Located at 309 Pine Ave., the building soon to house the new Shaun Lumachi Innovation Center represents prime Downtown Long Beach real estate. But the facilities, which once served as a satellite location of the Small Business Development Center hosted by Long Beach City College, were in need of significant, costly improvements.
In 2016, city staff began soliciting proposals from thousands of companies to come up with a plan that would allow for the necessary improvements and turn the building into a center for innovation and entrepreneurship. They received 14 proposals and chose to move forward with a plan presented by local coworking space company Blankspaces, created in collaboration with LBCC, according to a city staff report. Jerome Chang, Blankspaces’ founder and architect, said the center is expected to open its doors in February 2020.
Originally, the center was to be fully operational in spring 2018, according to a press release by the city’s economic development department sent out in January of that year. In its December 2017 agreement with Blankspaces, the city committed to paying the full cost of capital improvements to the facility, $250,000, an investment it plans to recoup through rent charged to Blankspaces, Economic Development Director John Keisler explained. “We’ll get 100% of our investment back over the 10 years [of the contract],” he noted.
The rental rate offered by the city was competitive enough to entice Blankspaces to take on a space much smaller than its facilities in Santa Monica, Culver City and Irvine, Chang said. The building on Pine Avenue comes in at just under 5,000 square feet. “We were able to get the economics to work out because the city is the landlord, versus a private landlord,” he said. “They charge less because they have other objectives they’re trying to hit.”
For the city, the opportunity for organizations like the Downtown Long Beach Alliance and the Small Business Development Center (SBDC) to host workshops and seminars at the center was a key factor in the decision to select Blankspaces’ proposal, Keisler said. “We found a way to not hit the taxpayers, we found a way to rehab a space, owned by the city, that was not being utilized,” he noted. “There’s more coming in terms of the programming that we envision for a really dynamic center for innovation and entrepreneurship.”
Some of that programming will be provided by the SBDC. “We’re really excited, and have been for a long time, at the prospect of being able to once again bring our services to Downtown Long Beach,” SBDC Director Brad Pollak said. “The plan is to advise and to offer workshops there based on how it fits in with the schedule, needs and availability of Blankspaces.”
The company will be renting out work and meeting space in the building to entrepreneurs and small businesses for a fee, and offer those spaces to the SBDC and other nonprofit entities for free. “I think it’s an excellent partnership,” Pollak said. Renderings of the interior design include both closed parcels and open communal spaces.
The center is named in honor of Shaun Lumachi, co-founder of the Long Beach Post and a luminary of the city’s business community, who sat on several nonprofit boards and served as the Long Beach Area Chamber of Commerce’s vice president of governmental affairs in the early 2000s. Lumachi died in a car crash in Key West, Florida, on a trip representing the city’s Workforce Investment Board in 2011.

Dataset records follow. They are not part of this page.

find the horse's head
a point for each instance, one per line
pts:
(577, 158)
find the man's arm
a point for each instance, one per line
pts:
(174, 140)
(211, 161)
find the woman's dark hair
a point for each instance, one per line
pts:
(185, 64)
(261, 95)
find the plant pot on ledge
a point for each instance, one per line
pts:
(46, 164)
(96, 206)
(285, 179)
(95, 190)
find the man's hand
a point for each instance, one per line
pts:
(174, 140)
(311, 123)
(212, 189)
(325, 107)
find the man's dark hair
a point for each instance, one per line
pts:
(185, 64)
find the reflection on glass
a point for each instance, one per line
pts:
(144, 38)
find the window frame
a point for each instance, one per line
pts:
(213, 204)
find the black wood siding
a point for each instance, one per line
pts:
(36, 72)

“Shaun Lumachi was an incredible man, husband, friend and contributed greatly to Long Beach in many ways,” Long Beach Mayor Robert Garcia, a close friend and Long Beach Post co-founder, told the Business Journal. “The opening of the Shaun Lumachi Innovation Center in partnership with Long Beach City College will further the work he achieved.”
Having a physical space for the SBDC and other agencies in the city to host their programs is crucial, Chang said. “The City of Long Beach does not exist in a virtual realm; it’s not a Facebook group,” he explained. “It’s an actual city, with concrete and glass and people. So if you’re going to deploy some kind of initiative for small businesses, there has to be a physical component to it.”
The new center will be a space where federal, state and city efforts to empower small business will come to life, Chang said of his vision for the project. “You can feel and see the buzz, you can feel and see the results. It’s quite tangible,” he said. “Not just to the small businesses, but to the public. Keisler shared Chang’s enthusiasm: “We’re in a really cool spot.”